The files here are scripts that were used in the phylogenetic analysis of an alignment of bacterial SSU rRNA genes used to illustrate use of the tree-heterogeneous models NDCH and NDCH2. This was described in “Phylogenetic analysis that models compositional heterogeneity over the tree”.
The alignment used in the bacterial SSU rRNA Thermus-Deinococcus analyses is available at https://doi.org/10.6084/m9.figshare.13708702.v1
but it is provided here, as the file thermus.nex
.
Some analyses use “screen”. To detach screen runs, do Ctr-a Ctr-d
after they start up.
Model choice for the 6-taxon dataset.
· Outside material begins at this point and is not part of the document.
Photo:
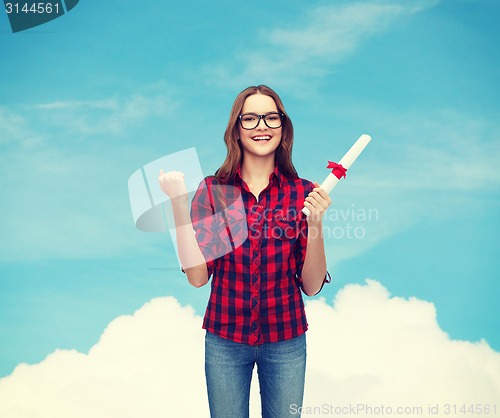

TIM2 is best.
Analysis of the six-taxon dataset with TIM2, JC, and GTR. We get the correct biological tree for TIM2, and similar trees for GTR and JC. The ML tree for GTR and JC both had T_ruber+Deinococcus when T_ruber+Thermus was expected. However, bootstrap supports for the splits was similar among the three models.
Thermus + | |||
Meiothermus + | Thermus + | Meiothermus + | |
Model | Deinococcus | Meiothermus | Deinococcus |
---|---|---|---|
JC | 78 | 30 | 58 |
GTR | 84 | 44 | 45 |
TIM2 | 86 | 47 | 45 |
Remove the T.ruber sequence. T.ruber is now known as Meiothermus ruber
p4 sRemoveMeiothermus.py
Do model choice on the 5-taxon dataset.
Analysis of the 5-taxon dataset with GTR, JC, and TIM2. We get the “Attract” tree.
p4 sCompo.py
- Make a composition table; GC content with and without constant sites
p4 sMakeCompoTable.py
- Symmetry tests with IQ-Tree
bash doSymtest.sh
- Symmetry tests with P4
p4 sP4SymTests.py
- Chi-squared test
p4 sChiSquaredTest.py
- Compo test using simulations
p4 sCompoTestUsingSimulations.py
ML optimization, pickle Tree+Model, make likelihood table
p4 sML.py
AU test with consel. The “consel” suite of programs needs to be installed
p4 sConsel.py
Do the sims and opts for the TAMCFT, and do the test evaluations. Results go in tamcft*
p4 TAMCFTests.py
- Do two runs each with GTR and NDCH models, using screen
bash doMcmc.bash
- Plot the likelihoods
p4 sPlotLikes.py
- Evaluate posterior predictive simulations
p4 sPostPred.py
- Diagnostic checks of the MCMC
sReadMcmcCheckPoints.py
- Restart for collecting Stepping Stone likelihoods. This takes a while.
bash doSteppingStone.bash
- Combine the step stone likes from the two pairs of runs
p4 sCombineSSLikes.py
- Examine those stepping stone likes, and estimate the marginal likelihoods. This week, this needs the
digestStepStoneLikes.py
from p4 in your path.
bash doDigestStepStoneLikes.sh
As in H_BayesianGTRandTwoCompNDCH
, but only for NDCH, and with free compLocation, ie those proposals are turned on.
As in I_ndchWithFreeCompLocation
, but using an MCMCMC.
As in H_BayesianGTRandTwoCompNDCH
, but fully parameterized for composition. This is not NDCH2 because it has flat priors. The compLocation proposal does not apply, as it is fully parameterized.
As above, but now using NDCH2, with 4 runs. The first two have fixed priors, and the second two have free priors.
Plot the hyperparameters for the two runs where they are free. The hyperparameter for the internal comps varies a lot. Perhaps it needs a hyperprior?
p4 sPlotHypers.py
Same but with MCMCMC.
ML analysis with NDCH, two composition vectors
p4 sML_noRootComp.py
ML with NDCH, with a third composition vector on the root
p4 sML_withRootComp.py
Run the MCMC analysis as above. Making the consensus tree shows the consensus root.
p4 sCons.py
Since rooting the bacterial SSU rRNA dataset did not go well, this example uses the NDCH2 model on simulated data. To simulate the dataset,
p4 sSim.py
To run the MCMC,
bash doMcmc.bash
To see the consensus tree, with consensus root position and support for all roots visited during the MCMC,
p4 sCons.py
The root is correct, and the root position shows mixing.